Evaluation of DNA extraction methods

The essential criteria for successful sequencing using ONT are the purity and size distribution of the extracted DNA. Six different combinations of DNA extraction and purification methods were therefore examined using four filamentous ascomycetes (Penicillium aurantiogriseum, Aspergillus westerdijkiae, Aspergillus sp. (subgen. Cremei), and Apiospora pterospermum) in order to determine suitable methods for extraction and purification of DNA. ONT recommends an A260/280 ratio of 1.8, an A260/230 ratio of 2.0–2.2, and a ratio between the concentration measured on the NanoDrop and the concentration measured on the Qubit (NanoDrop/Qubit ratio) of 1.0–1.5. It is, however, also essential to assess the fragment length distribution of the purified DNA, which should be devoid of small DNA fragments, as well as the amount of the extracted DNA (preferably >1.5 µg).

The results from the six combinations of extraction and purification methods on the four filamentous ascomycetes are shown in Fig. 1. Nearly all methods yielded acceptable A260/A280 ratios (Fig. 1c) and all, with the exception of DNA extracted and purified with phenol-chloroform, yielded acceptable NanoDrop/Qubit ratios (Fig. 1d). The very low A260/A280 ratio of this sample is probably caused by the presence of visible insoluble material, likely a carbohydrate polymer.
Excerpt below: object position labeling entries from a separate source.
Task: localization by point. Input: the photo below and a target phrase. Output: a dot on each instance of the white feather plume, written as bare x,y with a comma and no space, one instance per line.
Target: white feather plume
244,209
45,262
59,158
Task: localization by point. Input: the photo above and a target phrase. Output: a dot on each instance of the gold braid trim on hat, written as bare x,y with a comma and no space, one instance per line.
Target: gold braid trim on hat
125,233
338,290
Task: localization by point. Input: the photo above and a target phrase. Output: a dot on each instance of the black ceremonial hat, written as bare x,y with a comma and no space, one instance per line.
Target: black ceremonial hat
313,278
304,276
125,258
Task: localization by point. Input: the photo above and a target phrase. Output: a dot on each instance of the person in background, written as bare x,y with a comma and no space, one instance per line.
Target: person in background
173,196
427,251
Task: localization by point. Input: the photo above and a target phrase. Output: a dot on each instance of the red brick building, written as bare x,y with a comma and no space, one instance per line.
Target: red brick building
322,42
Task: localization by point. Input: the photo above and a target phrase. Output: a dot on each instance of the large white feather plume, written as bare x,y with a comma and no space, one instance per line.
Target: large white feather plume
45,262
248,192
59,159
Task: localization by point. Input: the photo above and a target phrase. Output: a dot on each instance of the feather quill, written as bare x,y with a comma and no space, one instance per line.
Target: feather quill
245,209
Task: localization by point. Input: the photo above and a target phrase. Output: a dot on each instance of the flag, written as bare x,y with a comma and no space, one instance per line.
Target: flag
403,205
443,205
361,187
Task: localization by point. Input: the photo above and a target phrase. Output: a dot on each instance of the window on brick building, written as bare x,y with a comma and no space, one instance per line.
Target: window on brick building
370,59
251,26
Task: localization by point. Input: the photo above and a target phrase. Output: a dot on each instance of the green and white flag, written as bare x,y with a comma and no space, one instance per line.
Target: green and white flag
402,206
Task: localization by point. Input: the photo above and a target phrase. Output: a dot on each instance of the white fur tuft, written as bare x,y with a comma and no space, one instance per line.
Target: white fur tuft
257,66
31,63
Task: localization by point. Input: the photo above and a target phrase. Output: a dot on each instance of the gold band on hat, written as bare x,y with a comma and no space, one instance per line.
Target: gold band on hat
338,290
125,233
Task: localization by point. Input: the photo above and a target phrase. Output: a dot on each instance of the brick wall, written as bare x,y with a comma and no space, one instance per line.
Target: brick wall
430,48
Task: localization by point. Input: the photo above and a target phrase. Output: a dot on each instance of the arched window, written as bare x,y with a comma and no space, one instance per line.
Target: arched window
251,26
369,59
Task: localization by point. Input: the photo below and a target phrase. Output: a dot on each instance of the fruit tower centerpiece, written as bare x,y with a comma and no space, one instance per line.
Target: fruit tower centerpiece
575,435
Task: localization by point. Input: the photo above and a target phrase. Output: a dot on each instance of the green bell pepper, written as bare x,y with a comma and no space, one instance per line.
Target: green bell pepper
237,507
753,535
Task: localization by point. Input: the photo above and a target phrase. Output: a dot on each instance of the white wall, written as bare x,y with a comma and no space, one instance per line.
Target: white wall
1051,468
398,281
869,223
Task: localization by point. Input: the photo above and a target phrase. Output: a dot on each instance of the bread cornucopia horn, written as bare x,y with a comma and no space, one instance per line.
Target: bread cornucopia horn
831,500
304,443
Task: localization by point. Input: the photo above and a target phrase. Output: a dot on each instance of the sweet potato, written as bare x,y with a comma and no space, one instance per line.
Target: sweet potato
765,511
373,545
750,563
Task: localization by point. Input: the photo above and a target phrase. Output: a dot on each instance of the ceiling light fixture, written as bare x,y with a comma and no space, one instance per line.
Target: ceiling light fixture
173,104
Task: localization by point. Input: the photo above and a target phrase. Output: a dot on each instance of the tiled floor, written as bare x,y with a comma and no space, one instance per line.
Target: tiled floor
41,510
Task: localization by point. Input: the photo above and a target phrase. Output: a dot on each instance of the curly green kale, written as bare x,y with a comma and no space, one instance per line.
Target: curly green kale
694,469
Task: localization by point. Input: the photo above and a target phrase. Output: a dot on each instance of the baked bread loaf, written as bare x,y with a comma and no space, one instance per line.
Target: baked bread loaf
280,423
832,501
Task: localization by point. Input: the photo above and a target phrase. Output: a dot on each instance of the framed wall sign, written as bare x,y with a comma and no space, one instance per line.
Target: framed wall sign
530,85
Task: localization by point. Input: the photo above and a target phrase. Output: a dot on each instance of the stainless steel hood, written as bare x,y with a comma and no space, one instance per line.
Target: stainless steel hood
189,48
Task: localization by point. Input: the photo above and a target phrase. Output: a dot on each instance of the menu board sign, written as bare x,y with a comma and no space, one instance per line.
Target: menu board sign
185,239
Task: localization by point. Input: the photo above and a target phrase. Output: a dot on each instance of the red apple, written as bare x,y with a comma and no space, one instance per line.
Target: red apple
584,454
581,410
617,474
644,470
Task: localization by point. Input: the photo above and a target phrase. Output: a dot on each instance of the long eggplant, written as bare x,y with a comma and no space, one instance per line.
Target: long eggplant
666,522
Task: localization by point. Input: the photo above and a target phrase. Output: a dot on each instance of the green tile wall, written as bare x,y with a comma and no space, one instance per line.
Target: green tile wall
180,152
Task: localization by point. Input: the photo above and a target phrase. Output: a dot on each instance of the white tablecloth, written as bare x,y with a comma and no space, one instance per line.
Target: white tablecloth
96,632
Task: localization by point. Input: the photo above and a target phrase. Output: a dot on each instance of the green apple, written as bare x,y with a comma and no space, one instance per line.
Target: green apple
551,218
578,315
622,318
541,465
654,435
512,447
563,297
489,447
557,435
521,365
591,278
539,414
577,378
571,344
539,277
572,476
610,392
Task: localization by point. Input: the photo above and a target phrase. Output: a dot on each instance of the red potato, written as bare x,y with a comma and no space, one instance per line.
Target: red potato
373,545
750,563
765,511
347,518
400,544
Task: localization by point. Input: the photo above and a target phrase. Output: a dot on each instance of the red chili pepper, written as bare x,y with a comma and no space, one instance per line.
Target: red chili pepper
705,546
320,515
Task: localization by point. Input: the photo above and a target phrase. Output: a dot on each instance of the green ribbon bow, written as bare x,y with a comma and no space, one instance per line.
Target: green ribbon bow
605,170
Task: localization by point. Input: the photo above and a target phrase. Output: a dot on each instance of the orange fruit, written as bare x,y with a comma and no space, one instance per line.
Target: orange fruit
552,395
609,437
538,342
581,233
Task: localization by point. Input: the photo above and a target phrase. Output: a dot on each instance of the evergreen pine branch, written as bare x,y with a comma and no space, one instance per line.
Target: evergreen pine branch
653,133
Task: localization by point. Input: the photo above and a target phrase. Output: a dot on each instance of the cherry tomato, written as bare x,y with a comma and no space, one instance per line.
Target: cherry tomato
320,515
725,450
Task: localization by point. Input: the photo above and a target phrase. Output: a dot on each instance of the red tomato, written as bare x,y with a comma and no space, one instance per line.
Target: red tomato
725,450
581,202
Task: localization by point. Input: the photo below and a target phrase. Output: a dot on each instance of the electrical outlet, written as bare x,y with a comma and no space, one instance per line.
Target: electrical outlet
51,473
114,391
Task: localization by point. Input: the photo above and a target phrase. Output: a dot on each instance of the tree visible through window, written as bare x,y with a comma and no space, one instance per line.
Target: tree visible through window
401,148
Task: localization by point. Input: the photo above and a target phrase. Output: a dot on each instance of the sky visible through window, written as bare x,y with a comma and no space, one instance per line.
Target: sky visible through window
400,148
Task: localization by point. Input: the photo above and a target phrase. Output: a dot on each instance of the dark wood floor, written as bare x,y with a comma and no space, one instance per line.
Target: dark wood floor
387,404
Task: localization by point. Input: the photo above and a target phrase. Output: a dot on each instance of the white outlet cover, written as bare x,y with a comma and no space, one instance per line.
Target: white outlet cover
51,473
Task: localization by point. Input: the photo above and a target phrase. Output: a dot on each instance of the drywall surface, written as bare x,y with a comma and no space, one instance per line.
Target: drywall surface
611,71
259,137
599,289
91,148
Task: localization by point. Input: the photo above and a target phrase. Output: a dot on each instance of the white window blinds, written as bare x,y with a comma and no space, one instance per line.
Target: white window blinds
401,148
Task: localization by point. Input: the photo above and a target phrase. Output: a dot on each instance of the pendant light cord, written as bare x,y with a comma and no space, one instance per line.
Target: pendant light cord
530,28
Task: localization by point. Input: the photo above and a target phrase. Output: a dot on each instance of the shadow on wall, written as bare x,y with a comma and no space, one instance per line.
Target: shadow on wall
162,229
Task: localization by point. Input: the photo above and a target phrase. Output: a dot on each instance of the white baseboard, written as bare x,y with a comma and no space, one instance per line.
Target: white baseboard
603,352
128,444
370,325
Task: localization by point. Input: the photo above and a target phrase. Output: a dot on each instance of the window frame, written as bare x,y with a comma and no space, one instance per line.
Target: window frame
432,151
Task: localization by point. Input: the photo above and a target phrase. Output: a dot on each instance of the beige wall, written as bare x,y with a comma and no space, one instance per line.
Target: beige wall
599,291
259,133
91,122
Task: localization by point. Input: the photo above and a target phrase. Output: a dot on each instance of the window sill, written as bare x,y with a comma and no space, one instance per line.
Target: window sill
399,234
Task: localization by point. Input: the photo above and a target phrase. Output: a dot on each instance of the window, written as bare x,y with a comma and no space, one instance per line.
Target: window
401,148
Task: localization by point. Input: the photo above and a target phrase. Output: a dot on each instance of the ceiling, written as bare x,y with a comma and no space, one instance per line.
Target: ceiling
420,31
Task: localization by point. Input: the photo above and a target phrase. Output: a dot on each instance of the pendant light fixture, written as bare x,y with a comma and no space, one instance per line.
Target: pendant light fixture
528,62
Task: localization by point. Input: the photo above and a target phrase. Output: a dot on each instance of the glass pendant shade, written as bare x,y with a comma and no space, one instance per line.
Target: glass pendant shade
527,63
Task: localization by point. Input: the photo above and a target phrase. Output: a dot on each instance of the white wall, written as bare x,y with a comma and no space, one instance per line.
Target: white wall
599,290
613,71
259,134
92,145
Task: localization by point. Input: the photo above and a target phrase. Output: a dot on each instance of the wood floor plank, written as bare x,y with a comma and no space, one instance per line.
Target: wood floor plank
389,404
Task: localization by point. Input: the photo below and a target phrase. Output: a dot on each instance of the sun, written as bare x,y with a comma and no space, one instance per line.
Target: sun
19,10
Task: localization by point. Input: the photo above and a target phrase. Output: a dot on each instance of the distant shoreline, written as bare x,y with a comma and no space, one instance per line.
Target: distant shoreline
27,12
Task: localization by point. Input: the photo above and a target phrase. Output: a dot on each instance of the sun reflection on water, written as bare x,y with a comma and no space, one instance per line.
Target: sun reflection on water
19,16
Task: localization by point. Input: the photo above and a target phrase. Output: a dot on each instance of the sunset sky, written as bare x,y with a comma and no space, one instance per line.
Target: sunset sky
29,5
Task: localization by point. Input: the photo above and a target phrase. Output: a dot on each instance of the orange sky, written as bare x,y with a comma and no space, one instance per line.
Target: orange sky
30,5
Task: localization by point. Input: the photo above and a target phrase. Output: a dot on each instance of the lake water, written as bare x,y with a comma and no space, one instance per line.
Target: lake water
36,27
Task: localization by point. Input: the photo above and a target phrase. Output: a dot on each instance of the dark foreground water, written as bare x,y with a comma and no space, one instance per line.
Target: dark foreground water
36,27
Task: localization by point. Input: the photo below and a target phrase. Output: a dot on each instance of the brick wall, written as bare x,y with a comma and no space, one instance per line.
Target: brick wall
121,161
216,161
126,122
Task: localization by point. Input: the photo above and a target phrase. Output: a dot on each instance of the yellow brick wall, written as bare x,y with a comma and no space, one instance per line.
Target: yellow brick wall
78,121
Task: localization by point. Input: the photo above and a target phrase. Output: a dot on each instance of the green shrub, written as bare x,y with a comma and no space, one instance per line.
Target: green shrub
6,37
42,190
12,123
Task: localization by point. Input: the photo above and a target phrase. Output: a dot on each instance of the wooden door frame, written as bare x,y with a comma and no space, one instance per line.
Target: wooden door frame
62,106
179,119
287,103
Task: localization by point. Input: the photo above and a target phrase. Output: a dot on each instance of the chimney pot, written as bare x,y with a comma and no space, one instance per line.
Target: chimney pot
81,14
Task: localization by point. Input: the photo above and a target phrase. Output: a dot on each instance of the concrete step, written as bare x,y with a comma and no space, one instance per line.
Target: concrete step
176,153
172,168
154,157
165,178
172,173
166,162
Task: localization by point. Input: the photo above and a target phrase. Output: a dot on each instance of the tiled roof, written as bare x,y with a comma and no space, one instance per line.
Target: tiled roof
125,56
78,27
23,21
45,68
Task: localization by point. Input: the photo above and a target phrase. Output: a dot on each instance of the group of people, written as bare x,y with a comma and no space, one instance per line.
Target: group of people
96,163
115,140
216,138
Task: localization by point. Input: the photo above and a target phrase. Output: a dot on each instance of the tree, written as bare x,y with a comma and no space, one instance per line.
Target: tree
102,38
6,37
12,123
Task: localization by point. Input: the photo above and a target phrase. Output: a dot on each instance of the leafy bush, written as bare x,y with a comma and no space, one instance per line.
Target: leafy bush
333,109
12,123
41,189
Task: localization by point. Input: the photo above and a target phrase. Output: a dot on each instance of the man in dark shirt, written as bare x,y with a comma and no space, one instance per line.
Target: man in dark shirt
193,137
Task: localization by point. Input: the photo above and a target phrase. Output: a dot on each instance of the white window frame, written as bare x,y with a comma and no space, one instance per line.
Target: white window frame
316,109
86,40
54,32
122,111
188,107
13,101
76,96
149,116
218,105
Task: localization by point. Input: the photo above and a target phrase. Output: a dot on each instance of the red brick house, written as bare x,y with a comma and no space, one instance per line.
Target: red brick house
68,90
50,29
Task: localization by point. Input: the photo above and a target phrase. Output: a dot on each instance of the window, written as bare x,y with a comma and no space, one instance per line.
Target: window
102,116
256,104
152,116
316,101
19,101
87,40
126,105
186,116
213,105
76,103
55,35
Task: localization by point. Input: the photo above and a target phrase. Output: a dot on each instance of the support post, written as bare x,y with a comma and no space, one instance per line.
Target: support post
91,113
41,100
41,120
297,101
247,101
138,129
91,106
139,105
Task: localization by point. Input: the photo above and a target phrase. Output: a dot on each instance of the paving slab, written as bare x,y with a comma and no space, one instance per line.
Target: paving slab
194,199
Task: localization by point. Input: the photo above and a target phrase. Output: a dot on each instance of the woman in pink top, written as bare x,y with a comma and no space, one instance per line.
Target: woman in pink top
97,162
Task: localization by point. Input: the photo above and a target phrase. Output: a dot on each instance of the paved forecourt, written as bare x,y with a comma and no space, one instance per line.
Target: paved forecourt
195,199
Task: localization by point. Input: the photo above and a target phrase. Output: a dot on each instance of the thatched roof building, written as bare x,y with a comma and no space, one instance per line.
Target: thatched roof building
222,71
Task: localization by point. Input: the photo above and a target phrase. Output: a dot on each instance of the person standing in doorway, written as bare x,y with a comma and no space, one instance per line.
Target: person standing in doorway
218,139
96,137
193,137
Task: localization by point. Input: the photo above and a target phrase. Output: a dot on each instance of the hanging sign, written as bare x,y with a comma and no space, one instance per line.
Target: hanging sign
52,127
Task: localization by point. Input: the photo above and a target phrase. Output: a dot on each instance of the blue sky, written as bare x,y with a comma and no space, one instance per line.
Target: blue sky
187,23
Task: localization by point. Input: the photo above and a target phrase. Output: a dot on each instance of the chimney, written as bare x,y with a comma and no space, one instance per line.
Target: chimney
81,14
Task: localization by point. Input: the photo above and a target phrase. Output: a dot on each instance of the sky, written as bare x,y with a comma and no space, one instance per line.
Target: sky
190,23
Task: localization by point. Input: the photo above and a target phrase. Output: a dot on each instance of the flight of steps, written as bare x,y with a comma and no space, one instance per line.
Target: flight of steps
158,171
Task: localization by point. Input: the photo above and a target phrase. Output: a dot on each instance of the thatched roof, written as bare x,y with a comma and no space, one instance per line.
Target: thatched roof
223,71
In general, the combination of bead beating and DNeasy PowerSoil Kit yielded the highest amounts of extracted DNA (Fig. 1a) compared to the other methods, but increased fragmentation of the DNA was observed (Fig. 1e). Taken together, Genomic Buffer Set in combination with Genomic-Tips 20 G−1 and phenol-chloroform in combination with Genomic-Tips 20 G−1 were the overall best methods examined. A detailed protocol of these methods is described in Supplementary note 2. In the case of Aspergillus sp. (subgen. Cremei), however, only a relatively low amount (2.04 ng DNA/mg dry cell mass) of DNA was extracted using Genomic Buffer Set in combination with Genomic-Tips 20 G−1. This could be due to poor degradation of the cell (Fig. 1a) since a disproportionally higher yield (48.57 ng DNA/mg dry cell mass) was observed using phenol-chloroform in combination with Genomic-Tips 20 G−1 for this fungus. The degradation of the cell wall was digested with varying efficiency, probably due to different chemical composition and thickness of the cell walls. From this, it can also be assessed that one cannot except a extraction method can be applied for every species within a genus. Noteworthy, the amount of fungal material required is higher for the phenol-chloroform method (see Methods for details) compared to the Genomic Buffer Set, which in some cases might speak against the use of the former method.

Fig. 1.

Fig. 1.

The effect of six different combinations of DNA extraction and purification methods on four fungi (Apiospora pterospermum, Aspergillus westerdijkiae, Penicillium aurantiogriseum, and Aspergillus sp. (subgen. Cremei)). PS-SC; QIAGEN DNeasy PowerSoil Kit with bead beating for indicated time periods followed by purification using Spin columns from QIAGEN DNeasy PowerSoil Kit. PS-PCP; QIAGEN DNeasy PowerSoil Kit with bead beating for 1 min followed by phenol-chloroform purification. PCE-PCP; only phenol-chloroform extraction and purification. PCE-AMP; phenol-chloroform extraction followed by AMPure XP beads purification. PCE-GT; phenol-chloroform extraction and QIAGEN Genomic-Tips 20 G−1 purification. GB-GT; QIAGEN Genomic Buffer Set and QIAGEN Genomic-Tips 20 G−1 purification. (a) DNA yield (ng DNA/mg dry cell mass). (b) A260/230 and (c) A260/280 ratio; all samples with a concentration below 20 ng µl−1 were excluded from the figure. (d) Ratio of concentration determinations (UV-abs/Fluorescence); samples with a concentration above 20 ng µl−1 were measured only. (e) Mean fragment size (kbp) of the extracted DNA; samples that complied with the listed criteria were measured only. Hatched grey lines in b–d indicate recommended intervals.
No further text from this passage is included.